MADAGASCAR: Leaping Lemurs, Guest Post by Owen Floody, Part 2



A pair of Coquerel’s sifakas, Madagascar

In June 2016, our friend Owen Floody planned and led a trip to Madagascar.  Owen recently retired from a career of teaching and research at Bucknell University in Pennsylvania. He has always been an avid photographer and in his retirement has taken several trips that allow him to pursue his passion. He has been a frequent contributor to The Intrepid Tourist. Here is part 2 of a short reflection on his Madagascar trip and a few of his excellent photographs. 
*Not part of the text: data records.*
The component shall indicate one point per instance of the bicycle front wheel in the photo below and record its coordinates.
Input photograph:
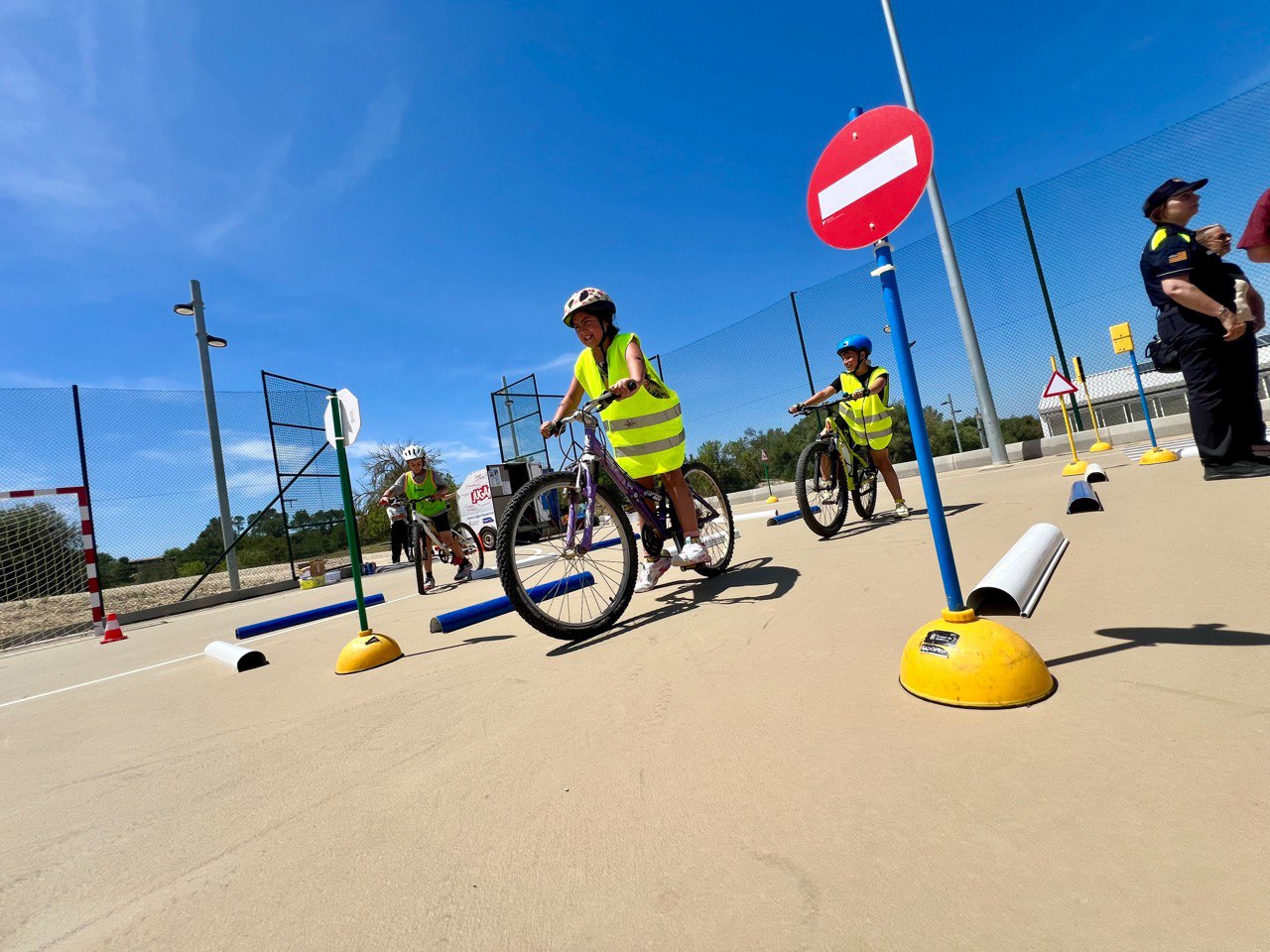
(472, 551)
(541, 576)
(822, 499)
(714, 518)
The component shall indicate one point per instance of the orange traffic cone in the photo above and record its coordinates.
(113, 633)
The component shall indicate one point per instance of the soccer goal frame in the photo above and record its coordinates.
(94, 587)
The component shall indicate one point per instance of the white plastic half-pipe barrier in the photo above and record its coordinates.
(1016, 583)
(240, 658)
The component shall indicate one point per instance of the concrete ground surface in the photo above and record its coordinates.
(733, 767)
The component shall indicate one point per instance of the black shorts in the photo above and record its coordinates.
(441, 521)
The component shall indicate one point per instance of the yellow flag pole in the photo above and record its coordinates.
(1078, 466)
(1102, 444)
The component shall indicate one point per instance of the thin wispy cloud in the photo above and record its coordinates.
(373, 141)
(250, 204)
(62, 159)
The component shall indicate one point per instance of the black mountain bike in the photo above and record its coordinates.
(423, 532)
(822, 481)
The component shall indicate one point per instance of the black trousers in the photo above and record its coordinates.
(1216, 389)
(1252, 425)
(400, 536)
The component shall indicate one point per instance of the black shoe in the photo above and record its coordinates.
(1238, 470)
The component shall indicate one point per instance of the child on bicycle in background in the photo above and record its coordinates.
(420, 485)
(644, 422)
(867, 409)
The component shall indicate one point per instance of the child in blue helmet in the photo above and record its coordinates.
(867, 411)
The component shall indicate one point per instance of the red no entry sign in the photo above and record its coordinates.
(870, 177)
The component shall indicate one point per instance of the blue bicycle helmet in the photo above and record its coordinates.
(856, 341)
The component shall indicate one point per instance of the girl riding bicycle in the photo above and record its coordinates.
(420, 485)
(644, 422)
(867, 411)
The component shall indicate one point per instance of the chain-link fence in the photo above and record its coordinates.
(1088, 234)
(155, 512)
(308, 472)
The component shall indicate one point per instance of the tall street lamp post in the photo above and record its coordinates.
(962, 308)
(194, 308)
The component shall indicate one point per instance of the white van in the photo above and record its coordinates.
(476, 508)
(484, 494)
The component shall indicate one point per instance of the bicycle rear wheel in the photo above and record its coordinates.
(822, 500)
(864, 497)
(539, 574)
(472, 549)
(716, 529)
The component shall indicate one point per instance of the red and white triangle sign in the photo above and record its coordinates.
(1058, 386)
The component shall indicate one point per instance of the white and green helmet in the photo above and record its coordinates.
(588, 299)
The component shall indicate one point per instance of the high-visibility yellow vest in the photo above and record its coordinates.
(645, 429)
(420, 490)
(869, 416)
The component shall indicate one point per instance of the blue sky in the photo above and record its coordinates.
(398, 197)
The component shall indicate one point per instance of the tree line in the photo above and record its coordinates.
(738, 462)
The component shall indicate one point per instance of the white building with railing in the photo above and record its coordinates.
(1115, 395)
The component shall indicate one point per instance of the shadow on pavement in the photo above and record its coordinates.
(465, 642)
(1199, 634)
(695, 590)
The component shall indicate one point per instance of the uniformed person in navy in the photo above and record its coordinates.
(1196, 299)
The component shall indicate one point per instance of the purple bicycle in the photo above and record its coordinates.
(566, 546)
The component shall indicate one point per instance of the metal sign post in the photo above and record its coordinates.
(367, 651)
(866, 181)
(1121, 343)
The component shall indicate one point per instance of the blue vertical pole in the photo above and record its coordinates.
(885, 271)
(1146, 409)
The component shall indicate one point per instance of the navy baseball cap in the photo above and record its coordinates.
(1167, 190)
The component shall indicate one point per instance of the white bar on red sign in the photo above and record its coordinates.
(870, 177)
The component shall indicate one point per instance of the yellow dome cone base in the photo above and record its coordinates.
(968, 661)
(367, 651)
(1159, 456)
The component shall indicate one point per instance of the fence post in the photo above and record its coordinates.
(87, 504)
(1049, 307)
(277, 471)
(802, 343)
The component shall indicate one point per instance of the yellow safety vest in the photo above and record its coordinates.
(421, 490)
(870, 414)
(645, 429)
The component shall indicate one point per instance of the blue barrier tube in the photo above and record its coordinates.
(483, 611)
(302, 617)
(917, 424)
(1146, 411)
(1083, 499)
(788, 517)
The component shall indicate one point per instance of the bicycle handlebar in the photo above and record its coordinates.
(590, 407)
(808, 411)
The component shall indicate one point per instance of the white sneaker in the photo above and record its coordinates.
(694, 552)
(652, 572)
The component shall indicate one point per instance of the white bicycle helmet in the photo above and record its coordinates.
(590, 299)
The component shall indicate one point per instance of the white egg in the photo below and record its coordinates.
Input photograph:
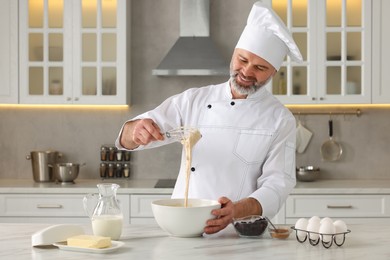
(326, 219)
(313, 228)
(327, 230)
(315, 219)
(302, 225)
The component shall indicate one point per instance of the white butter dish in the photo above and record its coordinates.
(115, 246)
(55, 233)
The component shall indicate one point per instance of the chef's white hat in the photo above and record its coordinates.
(266, 36)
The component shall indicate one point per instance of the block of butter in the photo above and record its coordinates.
(89, 241)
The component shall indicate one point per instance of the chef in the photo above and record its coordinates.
(246, 156)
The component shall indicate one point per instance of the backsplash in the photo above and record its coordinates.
(79, 133)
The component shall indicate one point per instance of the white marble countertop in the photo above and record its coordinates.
(146, 186)
(369, 241)
(80, 186)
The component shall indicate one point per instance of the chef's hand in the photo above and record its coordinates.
(146, 131)
(224, 216)
(140, 132)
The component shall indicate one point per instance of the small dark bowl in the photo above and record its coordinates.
(250, 226)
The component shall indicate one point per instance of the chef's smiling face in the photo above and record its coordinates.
(248, 73)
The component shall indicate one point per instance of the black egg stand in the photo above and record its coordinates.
(315, 242)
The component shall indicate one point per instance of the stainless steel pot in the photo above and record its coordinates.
(66, 172)
(307, 173)
(40, 161)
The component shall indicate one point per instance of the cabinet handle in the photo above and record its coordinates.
(49, 206)
(339, 207)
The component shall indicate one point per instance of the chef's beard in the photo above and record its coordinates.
(245, 90)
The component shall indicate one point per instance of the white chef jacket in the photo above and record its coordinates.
(247, 147)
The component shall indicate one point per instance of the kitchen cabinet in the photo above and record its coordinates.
(334, 37)
(73, 52)
(141, 209)
(350, 208)
(9, 52)
(50, 208)
(381, 52)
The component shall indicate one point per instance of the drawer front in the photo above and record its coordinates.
(141, 204)
(42, 205)
(353, 206)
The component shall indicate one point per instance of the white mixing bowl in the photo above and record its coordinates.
(180, 221)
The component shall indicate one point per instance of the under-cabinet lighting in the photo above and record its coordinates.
(340, 106)
(69, 107)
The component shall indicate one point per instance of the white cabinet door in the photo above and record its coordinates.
(141, 209)
(381, 52)
(73, 52)
(51, 208)
(335, 41)
(338, 206)
(9, 52)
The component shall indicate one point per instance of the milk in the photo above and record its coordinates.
(107, 226)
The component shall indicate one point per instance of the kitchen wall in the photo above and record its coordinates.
(79, 133)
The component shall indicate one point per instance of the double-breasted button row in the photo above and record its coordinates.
(231, 103)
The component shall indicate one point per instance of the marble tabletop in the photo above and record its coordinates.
(369, 241)
(142, 186)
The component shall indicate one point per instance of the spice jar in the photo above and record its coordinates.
(103, 170)
(111, 153)
(118, 155)
(118, 170)
(127, 155)
(103, 153)
(126, 170)
(111, 170)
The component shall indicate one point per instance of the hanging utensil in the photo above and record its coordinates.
(331, 150)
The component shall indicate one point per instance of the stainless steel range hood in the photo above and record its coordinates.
(194, 53)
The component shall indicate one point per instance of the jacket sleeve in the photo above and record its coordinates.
(278, 172)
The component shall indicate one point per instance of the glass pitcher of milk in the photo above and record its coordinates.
(104, 211)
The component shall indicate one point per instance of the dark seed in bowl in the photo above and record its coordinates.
(255, 228)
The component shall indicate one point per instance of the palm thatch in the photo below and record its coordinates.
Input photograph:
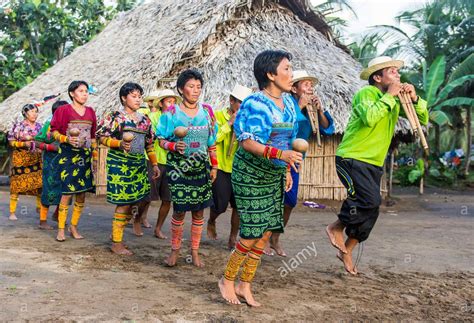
(151, 44)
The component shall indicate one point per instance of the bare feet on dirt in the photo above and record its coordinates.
(227, 289)
(243, 290)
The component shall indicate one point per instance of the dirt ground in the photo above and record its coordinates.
(416, 266)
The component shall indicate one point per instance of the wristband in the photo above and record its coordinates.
(17, 144)
(59, 137)
(168, 145)
(152, 158)
(213, 156)
(274, 153)
(265, 152)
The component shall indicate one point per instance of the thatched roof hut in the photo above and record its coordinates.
(155, 41)
(220, 37)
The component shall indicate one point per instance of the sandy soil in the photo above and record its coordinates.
(416, 266)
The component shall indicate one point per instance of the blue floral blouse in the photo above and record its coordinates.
(257, 114)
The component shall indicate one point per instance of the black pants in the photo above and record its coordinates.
(360, 210)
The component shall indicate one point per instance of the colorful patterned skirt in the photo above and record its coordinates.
(127, 177)
(75, 169)
(189, 181)
(51, 194)
(26, 173)
(258, 186)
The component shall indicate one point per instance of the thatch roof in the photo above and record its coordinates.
(158, 39)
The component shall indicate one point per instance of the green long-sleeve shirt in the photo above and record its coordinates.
(372, 124)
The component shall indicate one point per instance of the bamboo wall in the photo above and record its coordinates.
(101, 176)
(318, 180)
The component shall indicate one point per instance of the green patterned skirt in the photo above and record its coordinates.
(74, 165)
(189, 181)
(258, 186)
(127, 177)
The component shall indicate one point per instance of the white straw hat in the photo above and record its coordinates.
(161, 94)
(379, 63)
(300, 75)
(240, 92)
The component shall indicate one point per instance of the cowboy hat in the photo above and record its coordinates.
(161, 94)
(300, 75)
(152, 96)
(379, 63)
(240, 92)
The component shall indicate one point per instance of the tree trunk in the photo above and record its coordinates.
(469, 140)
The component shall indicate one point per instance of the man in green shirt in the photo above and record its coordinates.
(226, 145)
(361, 154)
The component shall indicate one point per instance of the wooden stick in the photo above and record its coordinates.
(314, 120)
(232, 139)
(408, 114)
(423, 140)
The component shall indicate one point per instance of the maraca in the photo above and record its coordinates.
(75, 132)
(300, 145)
(128, 137)
(180, 132)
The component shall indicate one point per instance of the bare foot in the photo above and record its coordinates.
(137, 229)
(146, 224)
(60, 237)
(268, 250)
(120, 249)
(55, 215)
(172, 258)
(347, 261)
(278, 249)
(231, 242)
(336, 236)
(160, 234)
(44, 226)
(196, 259)
(243, 290)
(227, 289)
(74, 233)
(211, 230)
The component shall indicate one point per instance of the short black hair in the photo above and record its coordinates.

The second half of my Madagascar trip involved an extended drive down the central spine of the country, from Tana in the central highlands to Tulear, on the southwest coast.  As this was a long trip along one of Madagascar’s main roads, it gave us the chance to see a lot of the country, including many towns, villages and local markets.  Some in my group relished the opportunities this created for people-watching, other cultural experiences, and shopping.
Isalo National Park
I was primarily interested in exploring a series of national parks promising dramatic contrasts in their environments and wildlife.  Chief on my list were Ranomafana, Andringitra and Isalo National Parks.  The first two comprise one third of the Rainforests of the Atsinanana, a World Heritage Site.  In its emphasis on rainforests, this designation applies perfectly to Ranomafana but strikes me as slightly misleading in the case of Andringitra.  Ranomafana is one of Madagascar’s premier rainforests.  Likewise, it is one of the country’s prime sites for lemur-focused research and tourism.  In contrast, Andringitra’s claim to fame is based more on its mountainous landscape, unusual vegetation and opportunities for hiking.  And quite distinct from both of these, Isalo National Park features expanses of dry grassland, rare endemic plants, and especially striking sandstone formations and canyons.
Ranomafana National Park
In Ranomafana, the forest itself was the star attraction.  We did see lemurs, although they were difficult to spot, let alone view clearly, in the dense vegetation.  On the other hand, the absence of large predators makes it possible to search for wildlife at night as well as during the day.  Indeed, we were able to do this in most of the parks and reserves we visited, and these walks were very productive, since a significant number of lemurs that are nocturnal.
Mouse lemur
In Andringitra, we did two demanding hikes, one up onto a high plateau known for its lunar landscape, the other into one of the bands of rainforest extending into this park.  The first of these was especially rewarding despite the mist that obscured much of the landscape on the day of our hike.
“Dancing” Verreaux’s sifaka
Finally, we had a great time at Isalo.  One highlight was a hike up a canyon leading to the Cascade des Nymphes.  We had rewarding encounters here with lemurs, both on the hike and immediately afterwards, as we attracted quite an audience to our picnic lunch.  
Ring-tailed lemur
The other Isalo highlight was the viewing of sunset at La Fenètre (the window), a natural opening in a rock formation through which the setting sun can be viewed.  I strongly think, however, that the far better sunset views here are those looking away from the sun and at the glowing slabs of fantastically-shaped sandstone basking in the sun’s dying rays.
Sunset from La Fenetre
If you haven’t ever considered a trip to Madagascar, you should give it some thought.  The remaining natural areas and wildlife need the support of foreign tourists.  Furthermore, some of these areas are as impressive as I’ve seen anywhere and there simply cannot be any animal anywhere that is as endearing as a lemur.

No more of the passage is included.